Beileibe und zumute ist ein materialreicher Band, der auch formal Krechels Repertoire der Dichtkunst zeigt. Neben klassischen, gereimten Gedichten mit strengem Rhythmus gibt es eine Vielfalt freier, oft strophig gegliederter Texte. Dem einen oder anderen fügte sie Prosaminiaturen hinzu. Krechel greift Sprichwörter auf und verwandelt sie, verweist auf ihr wichtige Autor*innen, von denen sie die eine oder andere Zeile assoziativ und zuweilen verfremdet in die eigenen Verse integriert. Gelegentlich blitzt leiser Witz auf, manchmal Spott, selten ein Kalauer. Viele Gedichte betonen die Körperlichkeit, lassen Hände, Füße, Herz und Gehirn agieren sowie die Sinnesorgane Auge und Ohr. Auffallend ist das große, allegorisch genutzte Tierpersonal: Schafe und Lämmer, Hunde und Stute, die Nachteule und andere Vögel, aber auch Schlange und Maus, Käfer, Biene und Mücke. Die Dichterin spielt in ihren Texten versiert mit Enjambements, gern auch mit Alliterationen, beispielhaft erwähnt seien „die flatterhaft flüchtige Frau mit Fieberbäckchen“, „aufgewacht aufgeklart aufgetreten … abgestreift, … abgetrieben“ oder die Titel gleich fünf einander folgender Gedichte (Nur; Negev, Nachforschungen; Nevada, nowhere; Am Neckar, November), die mit demselben Buchstaben beginnen.
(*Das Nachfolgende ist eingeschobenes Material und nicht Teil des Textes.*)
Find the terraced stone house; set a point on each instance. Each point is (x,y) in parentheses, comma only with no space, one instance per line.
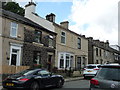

Kurzum: Es ist ein bunter Band einer denkwütigen Poetin und Sprachkritikerin, dessen Lektüre Freude macht.

Anmerkung:
Der Verlag hat meine zweimalige Anfrage wegen eines Rezensionsexemplars ignoriert, was eine Besprechung zunächst verunmöglichte. Als ich beiläufig Julietta Fix davon erzählte, schenkte sie mir das Buch. Danke Julietta, du bist großartig!

Ursula Krechel: Beileibe und zumute. Gedichte. Jung und Jung Verlag, Salzburg/Wien 2021. 128 Seiten. Euro 20,-

Ursula Krechel wurde 1947 in Trier geboren und war Theaterdramaturgin. Sie lehrte an der Universität der Künste Berlin, der Washington University St. Louis und ist Mitglied der Akademie der Künste Berlin, der Deutschen Akademie für Sprache und Dichtung Darmstadt, Vizepräsidentin der Akademie der Wissenschaften und der Literatur in Mainz. Sie lebt in Berlin.